Auditor’s report shows no problems with county finances
Auditor Zach McCain of Perry & Associates told the Morgan County Commissioners there were no indications of trouble with the county’s financial reports from the last fiscal year.
McCain brought the final audit to the October 6 commission meeting, and offered to answer any questions about the findings, which he said showed the county had “clean financial statements.”
Commissioner Brad Close, who is an accountant, asked about some comments on the audit that showed areas needing improvement.
McCain said those comments reflected areas where the previous auditor should have made adjustments, but didn’t.
He said some counties pay to have someone compile financial data to include in their own records at audit time.
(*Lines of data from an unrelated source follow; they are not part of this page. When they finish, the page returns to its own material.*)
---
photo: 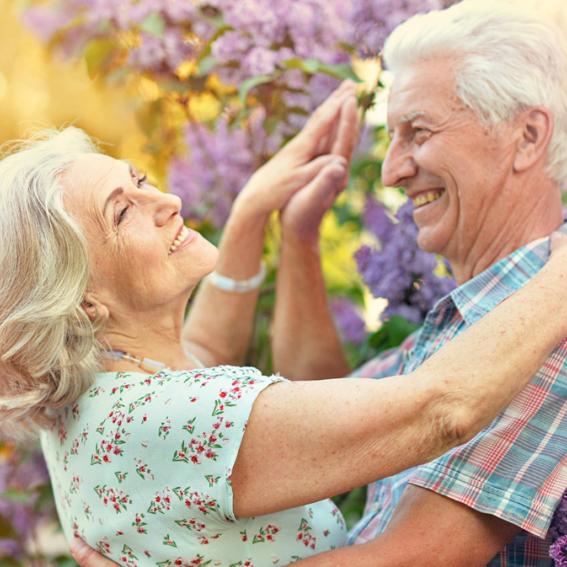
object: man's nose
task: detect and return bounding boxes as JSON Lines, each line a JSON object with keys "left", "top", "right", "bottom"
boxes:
{"left": 381, "top": 137, "right": 418, "bottom": 188}
{"left": 153, "top": 192, "right": 182, "bottom": 226}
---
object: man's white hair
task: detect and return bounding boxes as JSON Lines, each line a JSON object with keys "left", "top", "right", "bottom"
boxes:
{"left": 382, "top": 0, "right": 567, "bottom": 184}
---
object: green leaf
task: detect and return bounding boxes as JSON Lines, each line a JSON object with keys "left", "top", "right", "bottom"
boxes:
{"left": 238, "top": 75, "right": 273, "bottom": 104}
{"left": 83, "top": 39, "right": 115, "bottom": 79}
{"left": 139, "top": 13, "right": 165, "bottom": 38}
{"left": 196, "top": 55, "right": 218, "bottom": 78}
{"left": 283, "top": 58, "right": 362, "bottom": 82}
{"left": 0, "top": 489, "right": 32, "bottom": 504}
{"left": 318, "top": 62, "right": 362, "bottom": 83}
{"left": 283, "top": 58, "right": 320, "bottom": 74}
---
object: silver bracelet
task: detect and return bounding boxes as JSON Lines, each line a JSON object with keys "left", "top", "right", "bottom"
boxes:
{"left": 205, "top": 262, "right": 267, "bottom": 293}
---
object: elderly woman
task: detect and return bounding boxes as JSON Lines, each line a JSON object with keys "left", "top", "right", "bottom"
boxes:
{"left": 3, "top": 82, "right": 567, "bottom": 567}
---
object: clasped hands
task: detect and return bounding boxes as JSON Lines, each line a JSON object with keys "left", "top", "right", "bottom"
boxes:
{"left": 232, "top": 80, "right": 360, "bottom": 244}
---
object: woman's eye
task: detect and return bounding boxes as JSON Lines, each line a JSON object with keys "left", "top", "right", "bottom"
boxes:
{"left": 117, "top": 206, "right": 129, "bottom": 225}
{"left": 137, "top": 174, "right": 147, "bottom": 188}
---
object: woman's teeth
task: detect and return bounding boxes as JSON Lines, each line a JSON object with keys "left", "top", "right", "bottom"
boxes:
{"left": 169, "top": 226, "right": 190, "bottom": 254}
{"left": 413, "top": 190, "right": 444, "bottom": 208}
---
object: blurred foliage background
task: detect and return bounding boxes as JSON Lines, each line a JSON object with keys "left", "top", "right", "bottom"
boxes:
{"left": 1, "top": 0, "right": 567, "bottom": 565}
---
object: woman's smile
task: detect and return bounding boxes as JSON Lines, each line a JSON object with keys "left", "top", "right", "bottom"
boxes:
{"left": 169, "top": 224, "right": 198, "bottom": 255}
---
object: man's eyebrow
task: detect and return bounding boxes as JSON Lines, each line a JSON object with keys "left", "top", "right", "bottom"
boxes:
{"left": 400, "top": 111, "right": 430, "bottom": 123}
{"left": 103, "top": 187, "right": 124, "bottom": 217}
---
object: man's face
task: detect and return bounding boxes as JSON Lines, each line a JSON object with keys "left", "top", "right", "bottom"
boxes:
{"left": 382, "top": 57, "right": 517, "bottom": 263}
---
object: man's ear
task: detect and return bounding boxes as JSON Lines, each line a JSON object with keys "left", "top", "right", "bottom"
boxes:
{"left": 81, "top": 293, "right": 109, "bottom": 323}
{"left": 513, "top": 106, "right": 554, "bottom": 173}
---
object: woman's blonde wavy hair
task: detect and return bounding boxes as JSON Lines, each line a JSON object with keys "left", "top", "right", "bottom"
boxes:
{"left": 0, "top": 127, "right": 105, "bottom": 439}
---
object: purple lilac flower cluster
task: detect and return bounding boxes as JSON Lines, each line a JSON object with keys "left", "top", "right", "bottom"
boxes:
{"left": 330, "top": 298, "right": 367, "bottom": 346}
{"left": 549, "top": 490, "right": 567, "bottom": 565}
{"left": 0, "top": 446, "right": 54, "bottom": 558}
{"left": 168, "top": 120, "right": 256, "bottom": 228}
{"left": 355, "top": 198, "right": 456, "bottom": 325}
{"left": 348, "top": 0, "right": 444, "bottom": 58}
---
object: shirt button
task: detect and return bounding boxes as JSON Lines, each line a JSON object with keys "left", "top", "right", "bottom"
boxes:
{"left": 371, "top": 502, "right": 381, "bottom": 513}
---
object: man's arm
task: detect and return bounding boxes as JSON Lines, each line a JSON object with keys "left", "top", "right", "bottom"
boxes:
{"left": 70, "top": 487, "right": 521, "bottom": 567}
{"left": 294, "top": 486, "right": 522, "bottom": 567}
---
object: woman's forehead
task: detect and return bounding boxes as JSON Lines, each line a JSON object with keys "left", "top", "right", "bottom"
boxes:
{"left": 62, "top": 154, "right": 130, "bottom": 222}
{"left": 65, "top": 154, "right": 130, "bottom": 196}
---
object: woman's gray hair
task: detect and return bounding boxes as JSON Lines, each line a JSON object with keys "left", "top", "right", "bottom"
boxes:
{"left": 0, "top": 127, "right": 104, "bottom": 438}
{"left": 383, "top": 0, "right": 567, "bottom": 184}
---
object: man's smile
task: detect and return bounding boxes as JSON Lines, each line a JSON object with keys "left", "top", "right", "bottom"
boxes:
{"left": 412, "top": 189, "right": 445, "bottom": 208}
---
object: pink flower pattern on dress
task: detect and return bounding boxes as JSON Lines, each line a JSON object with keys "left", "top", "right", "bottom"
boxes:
{"left": 41, "top": 366, "right": 346, "bottom": 565}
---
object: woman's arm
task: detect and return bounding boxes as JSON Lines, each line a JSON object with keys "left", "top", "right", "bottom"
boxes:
{"left": 181, "top": 81, "right": 358, "bottom": 366}
{"left": 271, "top": 94, "right": 359, "bottom": 380}
{"left": 232, "top": 239, "right": 567, "bottom": 518}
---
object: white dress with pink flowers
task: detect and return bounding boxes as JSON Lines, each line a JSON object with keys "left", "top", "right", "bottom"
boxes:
{"left": 41, "top": 366, "right": 347, "bottom": 567}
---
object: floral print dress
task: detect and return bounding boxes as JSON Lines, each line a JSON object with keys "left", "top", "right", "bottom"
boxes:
{"left": 41, "top": 366, "right": 347, "bottom": 567}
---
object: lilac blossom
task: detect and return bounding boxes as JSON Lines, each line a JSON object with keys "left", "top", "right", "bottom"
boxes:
{"left": 349, "top": 0, "right": 444, "bottom": 58}
{"left": 0, "top": 447, "right": 53, "bottom": 559}
{"left": 550, "top": 535, "right": 567, "bottom": 566}
{"left": 549, "top": 488, "right": 567, "bottom": 566}
{"left": 355, "top": 199, "right": 456, "bottom": 325}
{"left": 330, "top": 298, "right": 367, "bottom": 346}
{"left": 168, "top": 121, "right": 256, "bottom": 228}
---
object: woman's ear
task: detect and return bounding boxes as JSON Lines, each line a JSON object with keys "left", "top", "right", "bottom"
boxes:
{"left": 81, "top": 293, "right": 109, "bottom": 323}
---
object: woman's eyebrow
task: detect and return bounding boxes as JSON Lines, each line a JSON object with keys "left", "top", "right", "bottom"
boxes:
{"left": 103, "top": 187, "right": 124, "bottom": 216}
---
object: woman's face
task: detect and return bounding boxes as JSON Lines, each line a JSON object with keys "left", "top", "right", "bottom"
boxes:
{"left": 63, "top": 153, "right": 218, "bottom": 317}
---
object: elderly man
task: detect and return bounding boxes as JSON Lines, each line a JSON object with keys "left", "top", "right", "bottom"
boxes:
{"left": 69, "top": 1, "right": 567, "bottom": 566}
{"left": 269, "top": 1, "right": 567, "bottom": 566}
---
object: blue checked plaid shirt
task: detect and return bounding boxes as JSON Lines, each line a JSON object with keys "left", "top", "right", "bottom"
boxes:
{"left": 348, "top": 226, "right": 567, "bottom": 566}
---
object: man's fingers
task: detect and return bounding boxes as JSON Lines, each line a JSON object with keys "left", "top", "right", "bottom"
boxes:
{"left": 303, "top": 157, "right": 349, "bottom": 206}
{"left": 70, "top": 538, "right": 117, "bottom": 567}
{"left": 296, "top": 154, "right": 349, "bottom": 187}
{"left": 331, "top": 95, "right": 360, "bottom": 159}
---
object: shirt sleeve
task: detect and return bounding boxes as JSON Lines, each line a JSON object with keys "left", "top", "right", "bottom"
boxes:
{"left": 409, "top": 338, "right": 567, "bottom": 537}
{"left": 350, "top": 331, "right": 419, "bottom": 379}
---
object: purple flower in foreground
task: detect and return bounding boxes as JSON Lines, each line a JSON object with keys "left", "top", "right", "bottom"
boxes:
{"left": 330, "top": 298, "right": 367, "bottom": 346}
{"left": 550, "top": 535, "right": 567, "bottom": 566}
{"left": 356, "top": 199, "right": 455, "bottom": 325}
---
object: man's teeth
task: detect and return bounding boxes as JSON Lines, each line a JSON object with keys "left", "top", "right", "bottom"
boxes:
{"left": 413, "top": 190, "right": 444, "bottom": 208}
{"left": 169, "top": 226, "right": 190, "bottom": 254}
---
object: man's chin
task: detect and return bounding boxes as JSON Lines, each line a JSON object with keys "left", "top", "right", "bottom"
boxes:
{"left": 416, "top": 227, "right": 448, "bottom": 255}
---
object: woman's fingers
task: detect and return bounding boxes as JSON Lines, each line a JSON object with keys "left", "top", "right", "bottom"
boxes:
{"left": 70, "top": 538, "right": 118, "bottom": 567}
{"left": 331, "top": 95, "right": 360, "bottom": 160}
{"left": 293, "top": 81, "right": 356, "bottom": 157}
{"left": 550, "top": 231, "right": 567, "bottom": 254}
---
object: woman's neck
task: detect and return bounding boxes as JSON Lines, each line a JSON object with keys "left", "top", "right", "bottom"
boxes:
{"left": 102, "top": 310, "right": 196, "bottom": 374}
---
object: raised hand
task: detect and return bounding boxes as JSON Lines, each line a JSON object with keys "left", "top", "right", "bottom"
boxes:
{"left": 280, "top": 82, "right": 359, "bottom": 243}
{"left": 233, "top": 80, "right": 359, "bottom": 223}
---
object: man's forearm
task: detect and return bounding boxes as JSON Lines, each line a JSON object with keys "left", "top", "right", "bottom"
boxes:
{"left": 272, "top": 228, "right": 350, "bottom": 380}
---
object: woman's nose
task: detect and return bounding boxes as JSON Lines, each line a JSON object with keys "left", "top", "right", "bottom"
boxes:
{"left": 381, "top": 137, "right": 418, "bottom": 188}
{"left": 153, "top": 192, "right": 182, "bottom": 227}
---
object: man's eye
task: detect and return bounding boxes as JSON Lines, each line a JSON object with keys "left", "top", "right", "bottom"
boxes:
{"left": 414, "top": 128, "right": 431, "bottom": 143}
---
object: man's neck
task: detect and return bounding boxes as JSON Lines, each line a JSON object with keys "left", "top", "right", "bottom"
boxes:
{"left": 449, "top": 178, "right": 564, "bottom": 285}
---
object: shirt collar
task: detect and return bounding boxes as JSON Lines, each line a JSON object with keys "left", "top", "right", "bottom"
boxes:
{"left": 447, "top": 223, "right": 567, "bottom": 327}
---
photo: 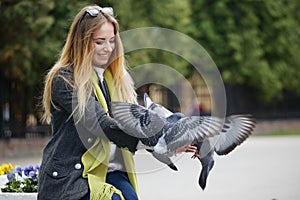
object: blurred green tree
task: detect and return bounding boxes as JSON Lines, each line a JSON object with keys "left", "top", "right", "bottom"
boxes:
{"left": 1, "top": 0, "right": 300, "bottom": 135}
{"left": 190, "top": 0, "right": 300, "bottom": 104}
{"left": 112, "top": 0, "right": 193, "bottom": 78}
{"left": 0, "top": 0, "right": 54, "bottom": 84}
{"left": 0, "top": 0, "right": 94, "bottom": 85}
{"left": 0, "top": 0, "right": 90, "bottom": 134}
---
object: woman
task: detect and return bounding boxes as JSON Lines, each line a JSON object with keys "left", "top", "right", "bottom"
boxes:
{"left": 38, "top": 5, "right": 140, "bottom": 200}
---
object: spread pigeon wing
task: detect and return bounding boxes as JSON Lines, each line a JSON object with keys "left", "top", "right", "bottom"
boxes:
{"left": 213, "top": 115, "right": 255, "bottom": 155}
{"left": 159, "top": 116, "right": 224, "bottom": 154}
{"left": 111, "top": 102, "right": 165, "bottom": 139}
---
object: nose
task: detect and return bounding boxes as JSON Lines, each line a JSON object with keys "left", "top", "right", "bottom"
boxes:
{"left": 103, "top": 41, "right": 113, "bottom": 52}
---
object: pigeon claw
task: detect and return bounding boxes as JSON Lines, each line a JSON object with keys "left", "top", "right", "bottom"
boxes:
{"left": 191, "top": 152, "right": 200, "bottom": 159}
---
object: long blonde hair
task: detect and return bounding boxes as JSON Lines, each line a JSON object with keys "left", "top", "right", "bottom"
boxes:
{"left": 42, "top": 5, "right": 137, "bottom": 124}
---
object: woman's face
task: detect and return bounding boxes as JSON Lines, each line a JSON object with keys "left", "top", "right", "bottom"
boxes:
{"left": 92, "top": 21, "right": 116, "bottom": 68}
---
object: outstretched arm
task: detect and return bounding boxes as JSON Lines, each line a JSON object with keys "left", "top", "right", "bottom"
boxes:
{"left": 51, "top": 69, "right": 139, "bottom": 152}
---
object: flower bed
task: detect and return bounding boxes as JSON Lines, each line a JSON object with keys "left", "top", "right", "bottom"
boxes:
{"left": 0, "top": 163, "right": 39, "bottom": 199}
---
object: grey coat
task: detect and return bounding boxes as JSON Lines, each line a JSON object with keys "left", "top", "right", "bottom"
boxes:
{"left": 37, "top": 67, "right": 137, "bottom": 200}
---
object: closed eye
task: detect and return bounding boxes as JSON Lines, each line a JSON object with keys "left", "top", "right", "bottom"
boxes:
{"left": 94, "top": 36, "right": 115, "bottom": 46}
{"left": 95, "top": 41, "right": 105, "bottom": 45}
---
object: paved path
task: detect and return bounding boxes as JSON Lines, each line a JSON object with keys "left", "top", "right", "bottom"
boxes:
{"left": 135, "top": 136, "right": 300, "bottom": 200}
{"left": 1, "top": 136, "right": 300, "bottom": 200}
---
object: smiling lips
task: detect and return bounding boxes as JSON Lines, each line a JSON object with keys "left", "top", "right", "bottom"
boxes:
{"left": 99, "top": 53, "right": 110, "bottom": 59}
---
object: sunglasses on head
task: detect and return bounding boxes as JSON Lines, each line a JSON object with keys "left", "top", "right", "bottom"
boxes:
{"left": 77, "top": 7, "right": 114, "bottom": 33}
{"left": 85, "top": 7, "right": 114, "bottom": 17}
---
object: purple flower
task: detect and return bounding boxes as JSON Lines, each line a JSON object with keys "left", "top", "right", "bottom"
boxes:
{"left": 35, "top": 165, "right": 40, "bottom": 170}
{"left": 28, "top": 171, "right": 36, "bottom": 178}
{"left": 6, "top": 173, "right": 16, "bottom": 182}
{"left": 15, "top": 167, "right": 23, "bottom": 176}
{"left": 24, "top": 165, "right": 34, "bottom": 176}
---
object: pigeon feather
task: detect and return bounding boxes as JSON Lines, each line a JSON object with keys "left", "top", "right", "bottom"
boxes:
{"left": 111, "top": 102, "right": 165, "bottom": 139}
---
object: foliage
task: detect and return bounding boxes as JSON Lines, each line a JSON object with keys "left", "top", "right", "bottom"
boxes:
{"left": 0, "top": 0, "right": 54, "bottom": 85}
{"left": 112, "top": 0, "right": 193, "bottom": 77}
{"left": 190, "top": 0, "right": 300, "bottom": 103}
{"left": 0, "top": 0, "right": 94, "bottom": 85}
{"left": 0, "top": 0, "right": 300, "bottom": 118}
{"left": 0, "top": 0, "right": 91, "bottom": 116}
{"left": 1, "top": 165, "right": 39, "bottom": 193}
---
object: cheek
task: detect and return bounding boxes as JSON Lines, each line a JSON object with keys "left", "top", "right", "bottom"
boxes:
{"left": 93, "top": 44, "right": 101, "bottom": 52}
{"left": 111, "top": 43, "right": 116, "bottom": 53}
{"left": 92, "top": 49, "right": 100, "bottom": 65}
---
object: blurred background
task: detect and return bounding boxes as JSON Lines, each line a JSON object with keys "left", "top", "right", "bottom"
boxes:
{"left": 1, "top": 0, "right": 300, "bottom": 199}
{"left": 1, "top": 0, "right": 300, "bottom": 172}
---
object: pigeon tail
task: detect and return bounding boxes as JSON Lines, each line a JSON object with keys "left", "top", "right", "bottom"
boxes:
{"left": 168, "top": 163, "right": 178, "bottom": 171}
{"left": 149, "top": 150, "right": 178, "bottom": 171}
{"left": 199, "top": 159, "right": 214, "bottom": 190}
Sometimes that can catch discrepancies ahead of time, he said.
Commissioner Brenda Hutchinson asked County Clerk Debra Kesecker, whose office is in charge of budget and financial statements, if a pre-audit report would be beneficial.
McCain said that service would cost the county another $6,750 or so per year on top of the $13,500 audit cost.
Kesecker said she was okay with adjustments on the audit if the alternative was to spend several thousands of dollars.
“I think we need to talk about it during the budget discussions,” said Commission President Stacy Dugan.
County resident Ted Meek asked the commissioners to consider a few ways to keep recycling services and hours intact at the Charles Biggs Recycling Center, despite recent budget cuts at the Solid Waste Authority.
The group stopped taking glass recyclables and cut its weekly operations to 12 hours (down from 20) at the beginning of October to cover a revenue shortfall.
Meek urged county officials to consider ways to restore the services. He said he had talked with a recycling service in Winchester that would consider picking up all of Morgan County’s recycling items at cost.
Hauling trailers full of recyclables is a major expense for the group. Only a few categories of items, like metal, generate money for the center.
Meek said the man he spoke with would be willing to come talk to the commissioners about his business and his proposal to do a one-month trial with Morgan County’s recycling.
The commissioners told Meek that the Solid Waste Authority would need to make a decision about who takes their materials, and how that would impact their budget.
Meek suggested the group could put donation boxes out at the center so residents could help support the recycling effort.
Former Solid Waste board member Alan Burge said he thought the group was prohibited from collecting donations, since they are a quasi-governmental group.
That’s why the group partnered with the Eco Coalition when raising money for the recycling center construction.
“Donations are not a way of funding something. It’s a nice bonus, but you can’t plan on it,” said Burge.
Commissioner Hutchinson said the county grants administrator would be working with the Solid Waste Authority to make sure they were seeking all grants they were eligible to receive.
Maintenance truck, bell
In other business, county officials authorized the county maintenance crew to select a used truck from the Department of Highways surplus inventory at the price of $3,500. The truck will replace the current pickup, which needed a new engine.
Officials also talked more about plans for the old courthouse bell, and where to place it on display.
They have received estimates of $350 to $1,300 to have it sand blasted and primed or restored.
Commissioner Dugan wanted to clarify which process would make the bell weatherproof so it could be displayed outside, and which would require the bell to be placed inside the courthouse.